Enformer - Pytorch
The Enformer is an exciting project that offers a Pytorch implementation of Deepmind's advanced attention network designed for predicting gene expression. Originally created in TensorFlow, this version brings the functionality to Pytorch users, enabling the prediction of gene expression with deep learning techniques and offering tools for fine-tuning pretrained models for various applications.
Overview
Enformer is a revolutionary model developed by Deepmind, designed to enhance our understanding of gene expression. At its core, the model leverages the power of attention networks to predict which genes will be expressed in different scenarios. The ability to predict gene expression has significant implications for the fields of genetics, biology, and medicine. This Pytorch implementation makes it accessible to a broader audience, allowing researchers and developers to utilize state-of-the-art predictive techniques in their work.
Installation
Setting up the Enformer in your Pytorch environment is straightforward. You can install the package via pip:
$ pip install enformer-pytorch
Usage
Let's dive into how to use Enformer with a simple Python example. Import the necessary packages, define your model parameters, and prepare your input sequences:
import torch
from enformer_pytorch import Enformer
model = Enformer.from_hparams(
dim=1536,
depth=11,
heads=8,
output_heads=dict(human=5313, mouse=1643),
target_length=896,
)
seq = torch.randint(0, 5, (1, 196_608)) # Random sequence for demonstration
output = model(seq)
output['human'] # Outputs a tensor of predicted gene expressions for humans
output['mouse'] # Outputs a tensor of predicted gene expressions for mice
Advanced Features
Enformer also provides advanced functionalities, such as using one-hot encodings, fetching embeddings, and computing losses during training. These additions allow for flexibility in various research scenarios and facilitate fine-tuning for specific tasks.
One-Hot Encoding
You can input sequences using one-hot encoding, which represents nucleotides (A, C, G, T, N) as binary vectors:
import torch
from enformer_pytorch import Enformer, seq_indices_to_one_hot
seq = torch.randint(0, 5, (1, 196_608))
one_hot = seq_indices_to_one_hot(seq)
output = model(one_hot)
Embeddings and Loss
For fine-tuning and further analysis, you can extract embeddings:
output, embeddings = model(one_hot, return_embeddings=True)

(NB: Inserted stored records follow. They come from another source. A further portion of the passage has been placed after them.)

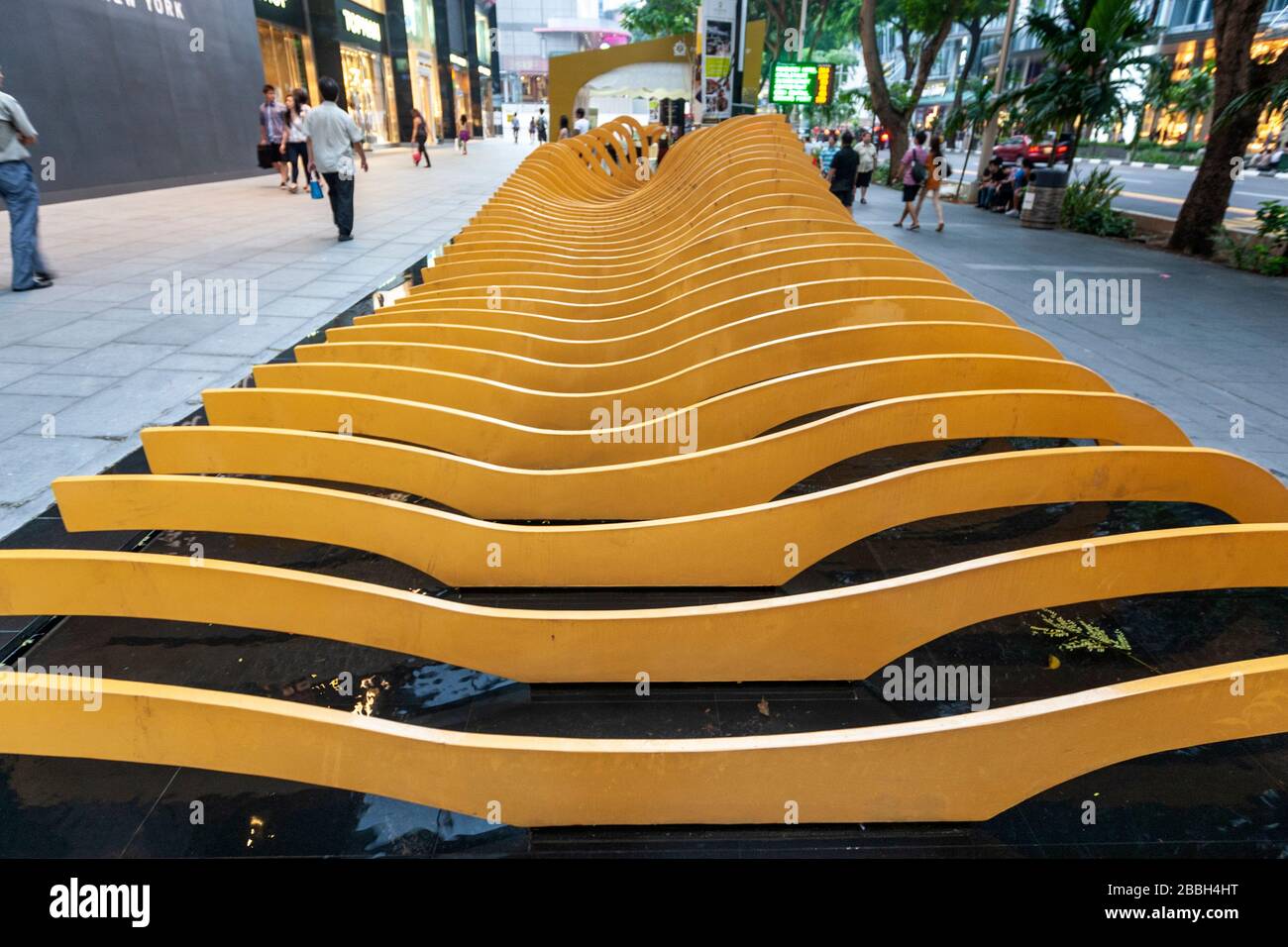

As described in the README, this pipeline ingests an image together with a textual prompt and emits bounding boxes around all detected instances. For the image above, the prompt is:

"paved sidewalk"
[0,141,533,537]
[854,177,1288,479]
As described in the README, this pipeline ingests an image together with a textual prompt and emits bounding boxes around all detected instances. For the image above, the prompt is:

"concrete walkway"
[854,180,1288,479]
[0,139,533,537]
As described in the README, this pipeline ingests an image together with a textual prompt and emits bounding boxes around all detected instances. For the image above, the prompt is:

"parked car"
[993,136,1033,163]
[1024,138,1069,166]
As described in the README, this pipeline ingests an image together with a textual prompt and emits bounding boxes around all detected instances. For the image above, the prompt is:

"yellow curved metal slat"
[143,389,1189,519]
[54,447,1288,587]
[0,656,1288,826]
[0,523,1288,683]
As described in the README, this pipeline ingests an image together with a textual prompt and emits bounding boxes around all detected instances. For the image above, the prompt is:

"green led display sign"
[769,61,836,106]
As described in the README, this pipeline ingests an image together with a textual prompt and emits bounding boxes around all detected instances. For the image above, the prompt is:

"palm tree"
[944,0,1008,132]
[1004,0,1154,167]
[1128,55,1175,155]
[953,76,1001,197]
[1167,63,1216,142]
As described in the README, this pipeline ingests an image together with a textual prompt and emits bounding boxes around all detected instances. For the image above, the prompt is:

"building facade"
[496,0,630,104]
[0,0,499,200]
[849,0,1288,147]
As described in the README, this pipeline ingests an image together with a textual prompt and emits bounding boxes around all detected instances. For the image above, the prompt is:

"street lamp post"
[971,0,1017,197]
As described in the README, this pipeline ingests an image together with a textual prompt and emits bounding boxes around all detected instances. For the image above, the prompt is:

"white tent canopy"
[581,61,692,99]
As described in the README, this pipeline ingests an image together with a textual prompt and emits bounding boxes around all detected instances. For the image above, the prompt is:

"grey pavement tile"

Compute the loss during training:
loss = model(seq, head='human', target=target)
loss.backward()
Pretrained Models
Leverage pretrained models to kickstart your experiments with the Enformer. These models are made available through HuggingFace:
from enformer_pytorch import from_pretrained
enformer = from_pretrained('EleutherAI/enformer-official-rough')
Fine-Tuning
Tailor Enformer to your specific requirements through fine-tuning. This repository includes comprehensive methods for adapting the model:
- Fine-tune on new tracks.
- Incorporate contextual data, such as cell types.
- Utilize attention aggregation for enhanced predictions.
The examples provide a foundation for adding new features or adapting the model for your data.
Data Handling
The package aids in handling genomic data, like sequences fetched from .bed
files. It incorporates helpful tools such as GenomicIntervalDataset
to process sequences efficiently:
from enformer_pytorch import GenomeIntervalDataset
ds = GenomeIntervalDataset(bed_file='./sequences.bed', fasta_file='./hg38.ml.fa')
Acknowledgments
Enformer - Pytorch was made possible with the resources from EleutherAI and contributions from community members, ensuring robustness and accuracy in gene expression predictions.
Future Work
The project has ongoing goals, including enhancing training utilities and refining numerical accuracy. As Enformer continues to evolve, it promises to remain a critical tool for genomic research and applications.
Citations
The work behind Enformer and associated research is credited to leading scientists in the field of computational biology, as documented in the formal citations section.